La pandemia ci ha costretti a interrompere quello che era il nostro stile di vita. Si potrebbe costruire un parallelismo, ma sarebbe alquanto sbagliato: adesso sarà completamente diverso. Miglioreremo la nostra salute riducendo il consumo di carne. Avremo bisogno di meno auto (ma elettriche) e anche questo avrà un impatto enorme sulla salute: risparmieremo, vivremo meglio e più a lungo. Grazie all’efficientamento energetico dei nostri edifici e alle energie rinnovabili le nostre bollette saranno abbattute, l’energia costerà meno, ci sarà molto più lavoro e ancora: meno morti. Si stima infatti che a causa dell’inquinamento dell’aria 52.300 persone siano morte prematuramente in Italia nel 2018, un valore secondo solo a quello della Germania (che ha però molti più abitanti di noi). Più di 50.000 persone che muoiono ogni anno, una carneficina.

Certo, ancora non stiamo facendo abbastanza – e dobbiamo assolutamente fare di più. Però possiamo essere ottimisti: siamo sulla buona strada, lo dimostrano la Climate Law europea, o anche la possibilità per noi giovani di scrivere su uno spazio come questo, o di metterci in gioco con le nostre proposte (come quelle visibili sul sito www.ritornoalfuturo.org), o ancora di partecipare a eventi come la YouthCOP.

È innegabile che la situazione negli ultimi due anni abbia subito una svolta senza precedenti. Per noi giovani la necessità di un’economia sostenibile rappresenta la rara occasione di risolvere molti dei problemi che affliggono la nostra generazione, e primo tra tutti il problema lavorativo; ma anche quello della stagnazione. Un’economia green assicurerebbe una crescita economica che, conseguentemente, migliorerebbe le nostre vite.

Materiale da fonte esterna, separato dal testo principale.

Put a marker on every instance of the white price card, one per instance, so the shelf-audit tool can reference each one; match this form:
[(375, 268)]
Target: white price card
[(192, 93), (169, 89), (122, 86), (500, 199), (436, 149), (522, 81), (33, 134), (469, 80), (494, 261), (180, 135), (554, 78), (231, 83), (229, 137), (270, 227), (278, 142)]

Questo anno si terranno eventi internazionali che saranno essenziali come la COP26 e il G20. Entrambi si terranno totalmente o parzialmente in Italia (la YouthCop e la Pre-COP26 si sono svolte a Milano) e il nostro Paese potrebbe essere leader nei negoziati climatici, assieme all’Europa.

Ma recentemente alla LeaderClimateSummit il nostro primato è stato scardinato dagli Stati Uniti e dal Regno Unito che ne sono usciti con una prospettiva molto migliore rispetto alla nostra, non solo nei target climatici ma anche nella narrazione del proprio ruolo. L’Europa dovrebbe giocare un ruolo centrale e fondamentale, sia nel campo della mitigazione che nel campo dell’adattamento. Il nostro mercato unico deve tenere di conto della necessità di una carbon tax, per esempio. Imponendola anche alla frontiera così da incentivare Paesi come la Cina a una più veloce transizione. Come ha detto anche lo stesso John Kerry, questo è il decennio decisivo per l’azione climatica; le nostre più brillanti menti scientifiche sono concordi: il tempo delle parole e delle attese è finito. Adesso, servono i fatti.